El 11 de mayo del 2006 zarpó junto con otras 83 personas (dos, hermanos suyos) en una patera y cruzó el Atlántico camino de las Islas Canarias, creyendo divisar ya la epifanía en Europa. Ocho días de viaje, la vista en el oleaje lechoso, contando las alboradas, hasta otear tierra. El barco alcanzó las costas de La Gomera. Pronto se dijo Mamadou que se había equivocado de sitio. Nada más ver a tanta gente blanca allí, esperándoles. "¡No había ningún negro!" Tantas personas hablando raro, muy rápido, una lengua que, según se le antojó a él, "nadie podía entender".

Un número
"La policía me sorprendió. Estábamos muertos, llevábamos muchas horas sin comer ni beber. Los policías entraron en el cayuco para sacarnos. A todos nos asignaron un número. Yo era el 41. Nadie me preguntó si estaba bien, cómo me llamaba, si venía algún familiar conmigo", relata. Sí se interesó por él, cuenta, una voluntaria de Cruz Roja. Mamadou no había bebido agua en las últimas 72 horas. "Una botella era la vida", recuerda. Agua, agua. Fue la primera palabra que aprendió en castellano. "Estuve dos semanas en la isla. Nos transportaron a la península en vuelos camuflados. Las autoridades saben que los inmigrantes a los que llevan a la península y sueltan allí estarán tres años sin papeles, sin trabajo, constituyendo una amenaza", denuncia. El vuelo aterrizó en Madrid y llegó el momento del reparto. Su hermano Pape se quedó en la capital. Su hermano Adama fue a parar a Catalunya y vivió tres años en Terrassa. Mamadou dio con sus huesos en Castellón. Una semana en una casa de acogida, para después buscarse la vida.

"Te esperas de todo menos dormir en la calle y buscar comida donde fuera". Y él durmió en la calle y buscó sustento donde pudo. Pasó dos meses en Castellón y se mudó a Murcia, donde su situación vital no varió un ápice.

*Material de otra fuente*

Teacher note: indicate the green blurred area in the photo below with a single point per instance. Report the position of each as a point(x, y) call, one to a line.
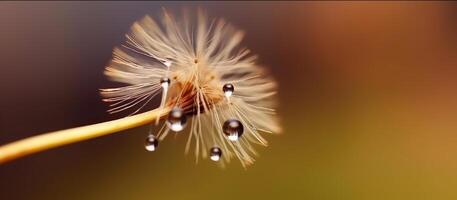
point(367, 103)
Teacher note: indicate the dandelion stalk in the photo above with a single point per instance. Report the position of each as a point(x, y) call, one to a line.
point(54, 139)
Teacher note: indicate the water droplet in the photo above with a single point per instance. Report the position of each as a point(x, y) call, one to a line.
point(151, 143)
point(176, 119)
point(165, 82)
point(233, 129)
point(215, 153)
point(228, 89)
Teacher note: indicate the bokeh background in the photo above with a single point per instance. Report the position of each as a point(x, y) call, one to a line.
point(367, 100)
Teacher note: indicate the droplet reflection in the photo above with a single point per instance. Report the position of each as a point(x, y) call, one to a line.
point(151, 143)
point(176, 119)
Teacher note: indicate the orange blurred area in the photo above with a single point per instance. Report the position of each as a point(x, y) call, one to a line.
point(368, 103)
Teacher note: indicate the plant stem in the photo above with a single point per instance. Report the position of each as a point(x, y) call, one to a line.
point(54, 139)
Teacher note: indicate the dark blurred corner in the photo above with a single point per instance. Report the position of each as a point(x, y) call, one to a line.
point(367, 91)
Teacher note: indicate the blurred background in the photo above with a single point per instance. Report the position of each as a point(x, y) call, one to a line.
point(368, 103)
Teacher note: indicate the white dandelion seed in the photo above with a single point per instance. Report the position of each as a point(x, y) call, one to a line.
point(202, 73)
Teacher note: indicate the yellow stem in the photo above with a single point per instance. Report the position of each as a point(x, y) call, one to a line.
point(54, 139)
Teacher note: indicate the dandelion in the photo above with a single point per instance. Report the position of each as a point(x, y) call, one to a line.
point(211, 89)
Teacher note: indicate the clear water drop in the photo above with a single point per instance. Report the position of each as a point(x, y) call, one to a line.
point(228, 89)
point(233, 129)
point(176, 119)
point(215, 153)
point(151, 143)
point(165, 82)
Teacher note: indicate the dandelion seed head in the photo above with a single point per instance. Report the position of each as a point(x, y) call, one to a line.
point(194, 65)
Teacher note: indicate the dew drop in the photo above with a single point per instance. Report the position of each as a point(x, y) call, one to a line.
point(233, 129)
point(228, 89)
point(215, 153)
point(151, 143)
point(165, 82)
point(176, 119)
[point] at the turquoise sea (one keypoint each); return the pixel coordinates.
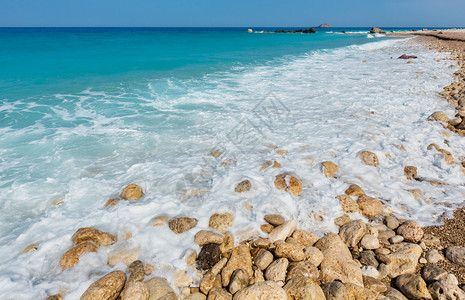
(86, 111)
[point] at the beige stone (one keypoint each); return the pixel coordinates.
(107, 287)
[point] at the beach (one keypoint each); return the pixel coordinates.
(324, 175)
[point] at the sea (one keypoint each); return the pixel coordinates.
(187, 114)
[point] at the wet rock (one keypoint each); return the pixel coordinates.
(412, 286)
(369, 158)
(337, 263)
(302, 269)
(159, 288)
(288, 183)
(263, 259)
(410, 172)
(456, 254)
(352, 232)
(182, 224)
(313, 255)
(221, 222)
(433, 273)
(275, 219)
(277, 270)
(209, 255)
(403, 259)
(243, 186)
(439, 116)
(369, 242)
(329, 168)
(369, 206)
(204, 237)
(136, 291)
(411, 231)
(348, 205)
(71, 257)
(305, 238)
(303, 288)
(263, 290)
(132, 192)
(240, 259)
(283, 231)
(291, 251)
(239, 280)
(92, 234)
(107, 287)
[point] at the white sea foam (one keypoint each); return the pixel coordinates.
(328, 105)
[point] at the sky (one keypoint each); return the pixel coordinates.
(227, 13)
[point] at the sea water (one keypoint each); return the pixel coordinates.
(84, 112)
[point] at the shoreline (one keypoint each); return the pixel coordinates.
(300, 263)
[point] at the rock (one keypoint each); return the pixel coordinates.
(369, 242)
(368, 258)
(337, 263)
(240, 259)
(374, 284)
(159, 288)
(403, 259)
(183, 224)
(369, 158)
(439, 116)
(288, 183)
(239, 280)
(263, 259)
(405, 56)
(303, 288)
(243, 186)
(266, 290)
(209, 255)
(433, 273)
(291, 251)
(342, 220)
(123, 253)
(391, 222)
(412, 286)
(313, 255)
(283, 231)
(107, 287)
(376, 30)
(221, 221)
(302, 269)
(369, 206)
(136, 291)
(446, 289)
(71, 257)
(275, 220)
(136, 272)
(335, 290)
(411, 231)
(277, 270)
(329, 168)
(305, 238)
(456, 254)
(132, 192)
(354, 190)
(352, 232)
(204, 237)
(348, 205)
(433, 256)
(410, 172)
(91, 234)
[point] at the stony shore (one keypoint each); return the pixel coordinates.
(384, 257)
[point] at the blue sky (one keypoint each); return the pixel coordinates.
(239, 13)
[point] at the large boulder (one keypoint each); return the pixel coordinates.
(107, 287)
(337, 263)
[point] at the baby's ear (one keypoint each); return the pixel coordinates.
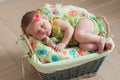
(45, 17)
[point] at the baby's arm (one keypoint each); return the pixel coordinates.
(49, 42)
(68, 29)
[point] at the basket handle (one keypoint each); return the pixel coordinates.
(107, 27)
(31, 52)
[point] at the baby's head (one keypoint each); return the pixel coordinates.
(35, 25)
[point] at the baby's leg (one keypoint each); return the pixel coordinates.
(88, 46)
(84, 34)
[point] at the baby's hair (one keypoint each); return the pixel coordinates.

Se acordó de la voluntaria del agua. Quería hacer lo que ella y en un locutorio conoció a Cruz Roja Juventud y el voluntariado fue una de sus tablas de salvación. "Me ayudó a no centrarme en mi yo, a no hacerme daño". A orillar la tentación de refocilarse en sus desdichas, a olvidar poco a poco la amargura, al ayudar a otros, al escuchar el relato de una madre "que había estado toda la noche trabajando en la calle". Y aprendió español, pues, "la lengua es la llave para conocer una cultura". Él ya se soltaba en inglés, portugués y francés "y pensaba que en España se hablaba las tres lenguas. El portugués y el francés por la proximidad con Portugal y Francia. El inglés, porque creía que todo el mundo tenía estudios".

"Conozco España mejor que muchos españoles. He estado en muchas casas, en miles. Tengo muchos amigos aquí", asegura, sonriente. En el 2012 cumplió la promesa que un día hizo a sus amigos: escribir un libro, "3052".

Terapia literaria
La literatura, otra tabla de salvación. "Es una terapia que me sacó de muchos momentos duros, que me permitió crecer". La línea escrita como redención de aquel chico al que de niño machacaban por su voz atiplada y gestos finos, por su cuerpo enjuto. El primer libro va ya por la séptima edición. El segundo, "15,00", que versa sobre una agresión policial que denunció en el 2015 en Madrid, lo ha publicado este año. "Después de un año de batalla legal, he ganado el juicio", manifiesta con mueca de victoria, la de aquel convencido "de lo importante que es creer que no lo van a tener fácil contigo".

En el 2013, volvió a Senegal, donde montó una ONG, sobre todo "para mejorar la educación". Tiene una granja, cría cabras, fomenta visitas de españoles a su pueblo "para crear espacios de encuentro, pues allí también hay incomprensión hacia los de aquí", y su casa de Gandiol cuenta siempre con foráneos. Su ONG se llama Hahatay, que significa carcajada en lengua wólof.